松本 恭攝氏(以下、松本氏):大学を卒業して経営コンサルティング会社のA.T. カーニーに入社しました。そこで担当したのが、企業のコスト削減プロジェクトでした。幅広い業種にわたる企業の間接経費をくまなく調査するうちに、印刷コストが最も削減率が高いということがわかりました。これはさまざまな面で効率化が進んでいない業界だなと。当時、印刷業界全体の市場規模は6兆円と大きなものでしたが、うち半分を大手2社が占め、残りの3兆円を約30000社もの中小印刷会社が奪い合うという構造になっていました。ここでITを活用してサービスを提供すれば、何か変革を起こせるのではないかというのがきっかけでした。入社2年目のことです。

──早くから起業を狙っていたのですか。

松本氏:そういうわけではありません。ゼロからイチのビジネスを手がけたいなとは思っていましたが、携わり方はどのような形でもよかったのです。創業したのは、仕事の中で印刷業界に出会ったのが決め手でした。

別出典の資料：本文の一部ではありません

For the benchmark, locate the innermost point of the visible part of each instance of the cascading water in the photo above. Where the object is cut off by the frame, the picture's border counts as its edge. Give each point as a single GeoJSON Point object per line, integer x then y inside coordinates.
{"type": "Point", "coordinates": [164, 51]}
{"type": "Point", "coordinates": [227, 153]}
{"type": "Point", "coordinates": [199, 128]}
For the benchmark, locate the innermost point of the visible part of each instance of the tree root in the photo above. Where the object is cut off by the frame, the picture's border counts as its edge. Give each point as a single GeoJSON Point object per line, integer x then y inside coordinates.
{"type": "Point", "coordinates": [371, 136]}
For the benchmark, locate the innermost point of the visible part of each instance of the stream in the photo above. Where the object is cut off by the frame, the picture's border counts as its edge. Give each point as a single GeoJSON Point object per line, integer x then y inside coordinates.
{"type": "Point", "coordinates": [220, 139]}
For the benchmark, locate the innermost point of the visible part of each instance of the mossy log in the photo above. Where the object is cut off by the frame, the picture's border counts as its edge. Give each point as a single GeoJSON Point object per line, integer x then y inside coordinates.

──しかし、創業はリーマンショック直後の2009年。タイミングとしては最悪です。

松本氏:当時はベンチャーキャピタルなど資金の出し手がまったくいませんでした。エンジェル投資はわずかながら存在しましたが、誰かに投資を依頼することなど考えられない状況で、選択肢は自己資金のみでした。しかし、時を待とうとは思わなかったです。社会人になったころからの経済環境がもうそういう状況だったので、その中で何とかするという思考になっていました。若くて怖いもの知らずだったというのもあります。

──ラクスル自体はスムーズにサービスインできたのでしょうか。

松本氏:いいえ。まず最初のサービスである印刷会社の価格比較サービスをリリースするのに、半年かかりました。前職の経験からビジネスプランを書くのは得意で分厚い資料はいくらでも作れるのですが、いざシステム作りとなるとなかなか前へ進みませんでした。当時は本業を別に持っているエンジニアに平日の終業後や週末に集まってもらい、プロトタイプを作っていくという手法を取っていたことも一因です。

 しかし、ひとたび印刷会社の価格比較サービスを発表すると、そこへ登録していただく印刷会社をこちらから探したり、向こうからアプローチがあったりして形が徐々に整い出しました。

 その後、顧客が提示した条件に対して印刷会社が見積りを提出する一括見積りサービスをリリースして、顧客と印刷会社のマッチング数は順調に伸びていきました。一方で、それにつれて問題も発生するようになりました。「サービスを利用してみたが印刷の質が低い」「印刷物を送ったけれどお金を払ってもらえない」といったクレームです。そこで気づいたのは与信機能の提供で、印刷会社登録時の品質審査を強化するとともに、トラブル時にはその後の防止策を徹底して図るというやり方でPDCAサイクルを回し、ECビジネスとしての完成度を高めていきました。